UVM Theses and Dissertations
Format:
Online
Author:
Fennelly, Evan Michael
Dept./Program:
Electrical and Biomedical Engineering
Year:
2020
Degree:
M.S.
Abstract:
The increased use of internet of things (IoT) devices will result in them being deployed in a wide variety of environments and therefore warrant antenna systems that can be adapted to improve link performance. Flexible communication technologies allow for increased throughput, reliability, and improved efficiency in wireless channels. This can be accomplished by implementing phased array antennas, among others. Phased arrays create a beam that can be steered electronically, but are expensive to implement given the many phase precise hardware components that need to be adjustable. A software defined radio approach to beamforming can reduce this complexity for each array adaptation, if made in software. This thesis leverages software defined radio (SDR) for the purpose of phase measurements and beamforming. A phase measurement system was created in GNU Radio to determine phase differences between SDRs. This algorithm was tested on a direction-finding system measuring the angle of arrival of a moving transmitter.
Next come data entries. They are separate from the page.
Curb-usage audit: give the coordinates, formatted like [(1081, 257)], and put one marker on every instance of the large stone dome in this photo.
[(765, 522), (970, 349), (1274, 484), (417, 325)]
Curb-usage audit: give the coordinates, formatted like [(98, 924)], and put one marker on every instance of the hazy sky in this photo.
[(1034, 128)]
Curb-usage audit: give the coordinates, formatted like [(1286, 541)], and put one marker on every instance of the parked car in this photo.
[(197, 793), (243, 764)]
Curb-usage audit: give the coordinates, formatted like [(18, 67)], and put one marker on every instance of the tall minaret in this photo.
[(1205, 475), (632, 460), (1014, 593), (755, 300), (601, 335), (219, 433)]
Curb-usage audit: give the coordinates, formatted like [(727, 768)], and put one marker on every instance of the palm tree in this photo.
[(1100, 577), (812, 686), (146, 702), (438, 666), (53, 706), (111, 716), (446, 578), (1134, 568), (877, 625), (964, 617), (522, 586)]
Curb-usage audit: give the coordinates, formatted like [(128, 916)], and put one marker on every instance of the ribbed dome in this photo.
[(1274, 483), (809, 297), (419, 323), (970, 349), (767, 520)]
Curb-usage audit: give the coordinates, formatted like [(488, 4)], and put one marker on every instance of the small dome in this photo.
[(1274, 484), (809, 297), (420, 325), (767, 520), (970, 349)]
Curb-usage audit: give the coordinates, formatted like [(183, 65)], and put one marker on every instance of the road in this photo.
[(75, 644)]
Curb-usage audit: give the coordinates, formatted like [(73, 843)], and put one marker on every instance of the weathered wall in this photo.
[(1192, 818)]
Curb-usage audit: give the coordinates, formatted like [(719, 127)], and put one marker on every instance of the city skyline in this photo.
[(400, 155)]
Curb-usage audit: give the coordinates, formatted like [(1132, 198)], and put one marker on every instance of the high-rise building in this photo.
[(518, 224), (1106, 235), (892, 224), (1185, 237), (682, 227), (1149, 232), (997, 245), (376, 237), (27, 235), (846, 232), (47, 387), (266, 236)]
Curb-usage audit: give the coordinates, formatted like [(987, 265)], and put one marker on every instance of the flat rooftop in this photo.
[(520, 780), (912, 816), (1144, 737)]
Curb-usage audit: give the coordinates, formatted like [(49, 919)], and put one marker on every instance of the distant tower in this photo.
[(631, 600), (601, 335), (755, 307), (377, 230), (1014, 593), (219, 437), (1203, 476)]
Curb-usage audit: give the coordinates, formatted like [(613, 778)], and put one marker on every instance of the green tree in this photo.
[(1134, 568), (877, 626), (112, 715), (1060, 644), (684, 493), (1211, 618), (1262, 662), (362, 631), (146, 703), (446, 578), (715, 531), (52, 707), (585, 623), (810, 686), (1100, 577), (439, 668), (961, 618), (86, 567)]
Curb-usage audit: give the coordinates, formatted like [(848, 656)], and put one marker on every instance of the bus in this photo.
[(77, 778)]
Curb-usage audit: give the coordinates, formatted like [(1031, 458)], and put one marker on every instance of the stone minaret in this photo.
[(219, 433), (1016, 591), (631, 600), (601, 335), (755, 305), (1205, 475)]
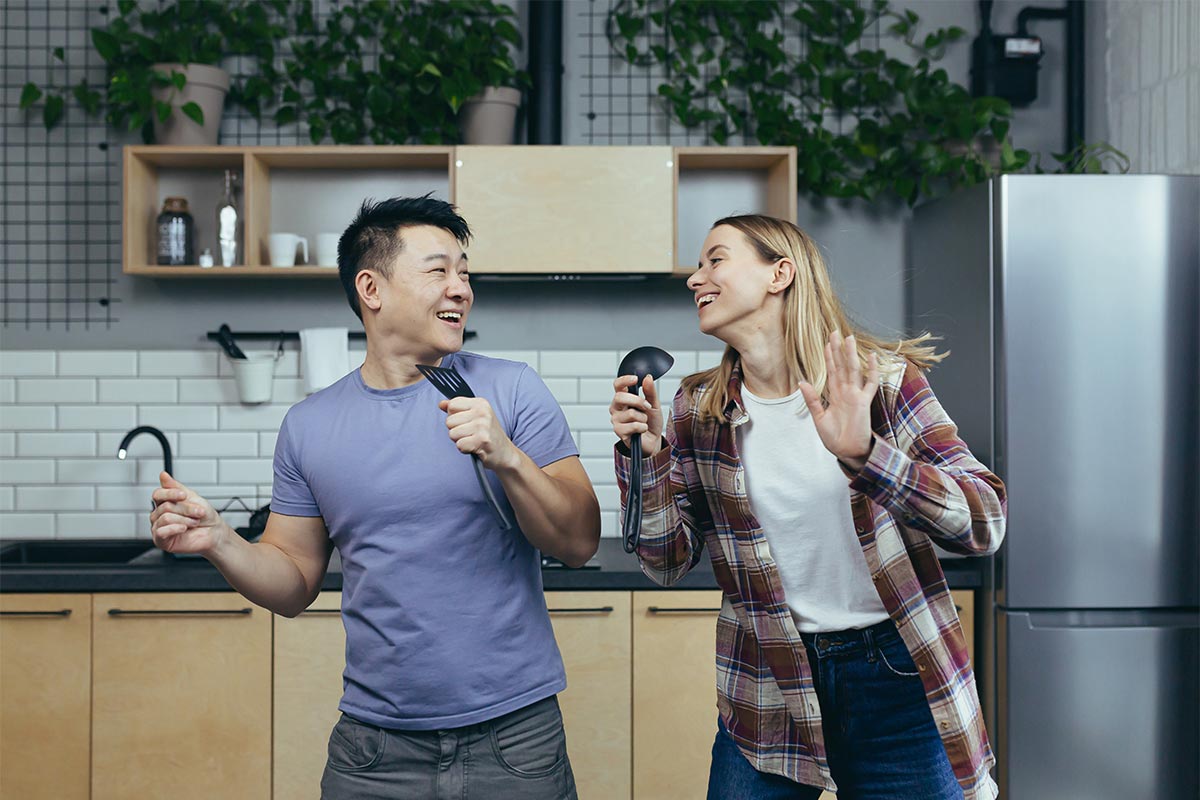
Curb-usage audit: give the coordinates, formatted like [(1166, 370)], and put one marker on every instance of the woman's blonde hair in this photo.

In addition, transmit beamforming was implemented via SDR on a tripolar array and a four-element patch antenna array. Through simulation, the tripolar array has an 3 dB improvement in gain over a single monopole antenna in azimuth. The measured antenna patterns did not match the simulation, but the reconfigurability of the SDR platform provided the ability to correct the nonidealities in the physical antenna. The azimuth test results show that beamsteering can be accomplished with a median power increase of 3 dB over the omnidirectional beamsteering case. The patch antenna array was tested by simulating a Butler matrix, a beamforming network typically implemented in hardware. The array pattern had a 3 dB beamwidth of 22° in simulation and 20° through testing, with a maximum steering error of 3° across the four Butler cases. The presented validation of the phase measurement and beamforming systems is promising for future work in the realm of beamforming via software defined radio.